A empresária já alugou outro imóvel no entorno, junto com a atual sócia. “Vai faltar casas na região”, afirma. “Vou ter que reformar para dar acessibilidade, tenho clientes que são cadeirantes, idosos”, comenta. Ela também defende o tombamento dos sobrados: “Isso faz parte do Tatuapé. Os pacientes estão tristes, se sentiam acolhidos. Aqui parece o interior no meio da selva de pedra.”

A demolição também tem sido criticada em redes sociais. “O Tatuapé só será prédios daqui uns anos, todos em suas gaiolas, ninguém conhece os vizinhos”, reclamou uma moradora. “Estive no local hoje e foi doloroso ver que mais um pouco da história do Tatuapé escoa pelos bueiros da modernidade”, escreveu outra.

O analista de sistemas Fábio Soldá, de 37 anos, lamentou a demolição. “É uma região histórica do bairro. É um ponto de referência importante para os moradores antigos. É um bairro de tradição histórica grande, de história rural e industrial.”

Para Soldá, o crescimento do distrito nas últimas décadas “trouxe muitos benefícios”, mas agora está “predatório”. “Algumas demolições faziam sentido, porque era de coisas que não eram referência. Trazer prosperidade é uma coisa. Destruir um bairro e fazer outro no lugar aí é um problema sério”, diz.
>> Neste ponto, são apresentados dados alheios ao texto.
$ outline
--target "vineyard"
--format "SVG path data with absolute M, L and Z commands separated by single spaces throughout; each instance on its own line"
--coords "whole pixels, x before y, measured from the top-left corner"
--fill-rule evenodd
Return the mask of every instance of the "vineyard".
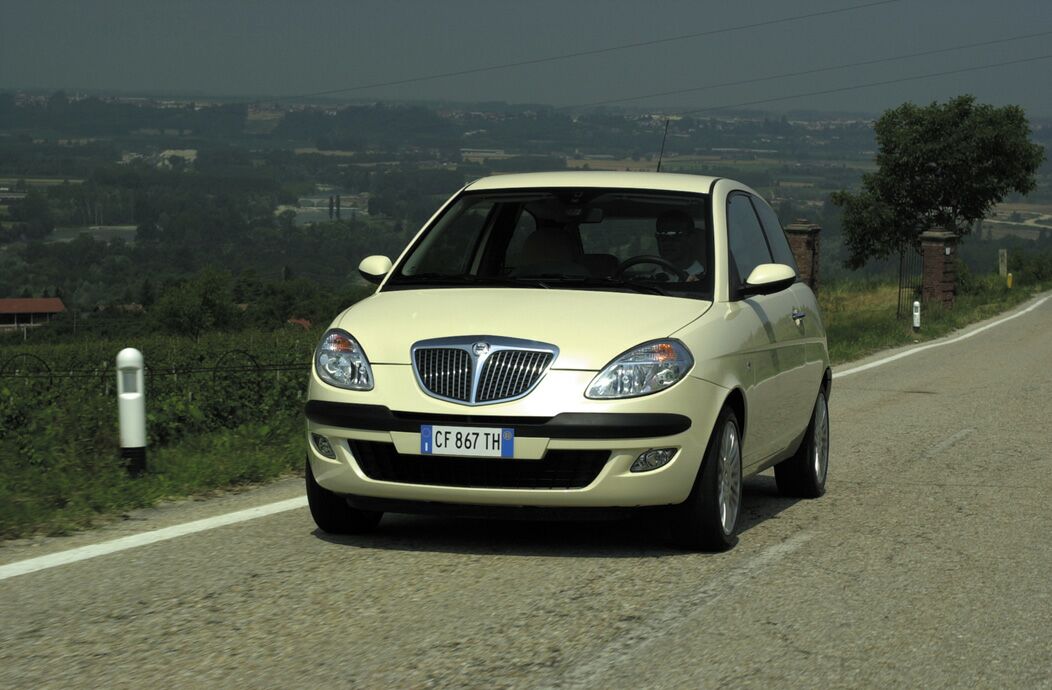
M 298 468 L 319 337 L 243 331 L 0 347 L 0 539 Z M 119 458 L 115 357 L 124 347 L 142 350 L 146 363 L 149 471 L 140 480 Z

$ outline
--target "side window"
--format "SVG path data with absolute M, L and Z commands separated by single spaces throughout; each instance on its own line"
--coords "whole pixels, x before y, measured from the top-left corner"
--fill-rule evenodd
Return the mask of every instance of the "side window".
M 760 220 L 764 224 L 767 242 L 770 243 L 771 253 L 774 255 L 774 263 L 785 264 L 800 275 L 800 269 L 796 268 L 796 259 L 792 256 L 792 249 L 789 248 L 789 241 L 786 240 L 786 234 L 782 229 L 777 215 L 762 199 L 754 198 L 752 204 L 756 207 L 756 214 L 760 215 Z
M 764 239 L 764 228 L 745 195 L 732 195 L 727 202 L 727 240 L 731 263 L 737 269 L 739 283 L 744 283 L 760 264 L 771 263 L 771 251 Z

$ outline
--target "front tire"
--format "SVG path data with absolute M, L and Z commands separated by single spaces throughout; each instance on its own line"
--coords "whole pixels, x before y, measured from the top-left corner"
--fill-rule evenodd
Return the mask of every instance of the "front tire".
M 742 512 L 742 434 L 737 415 L 725 407 L 687 500 L 671 510 L 672 539 L 692 550 L 726 551 L 737 543 Z
M 829 404 L 818 391 L 804 441 L 796 453 L 774 466 L 774 481 L 782 495 L 817 499 L 826 492 L 829 473 Z
M 315 473 L 307 460 L 307 505 L 310 516 L 323 532 L 330 534 L 361 534 L 376 529 L 384 513 L 376 510 L 358 510 L 347 505 L 347 500 L 315 481 Z

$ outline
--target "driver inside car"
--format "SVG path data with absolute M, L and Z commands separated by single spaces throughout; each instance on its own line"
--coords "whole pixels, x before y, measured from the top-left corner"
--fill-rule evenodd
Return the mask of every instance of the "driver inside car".
M 661 276 L 664 276 L 667 281 L 686 282 L 701 280 L 705 275 L 705 240 L 688 214 L 676 209 L 664 211 L 658 217 L 654 238 L 661 258 L 686 273 L 686 278 L 681 279 L 674 272 L 669 275 L 669 271 L 661 269 L 654 272 L 653 278 L 662 280 Z

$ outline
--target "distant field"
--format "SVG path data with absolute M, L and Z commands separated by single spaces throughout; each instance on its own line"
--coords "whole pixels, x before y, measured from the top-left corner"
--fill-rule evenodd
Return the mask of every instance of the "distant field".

Na parte que já foi demolida, a Ponte Engenharia e Urbanismo constrói parte de um projeto urbanístico e imobiliário privado para a região, chamado de Eixo Platina, que já foi apelidado de “Berrini da zona leste”.

Em nota, a empresa diz que as casas do lote demolido foram adquiridas em 2014, juntamente com outros terrenos da mesma família proprietária. “As outras casas similares que ainda existem na rua não pertencem à Porte Engenharia e Urbanismo”, informou.

A reportagem também procurou o advogado da família proprietária dos imóveis, mas não obteve retorno até a publicação desta matéria.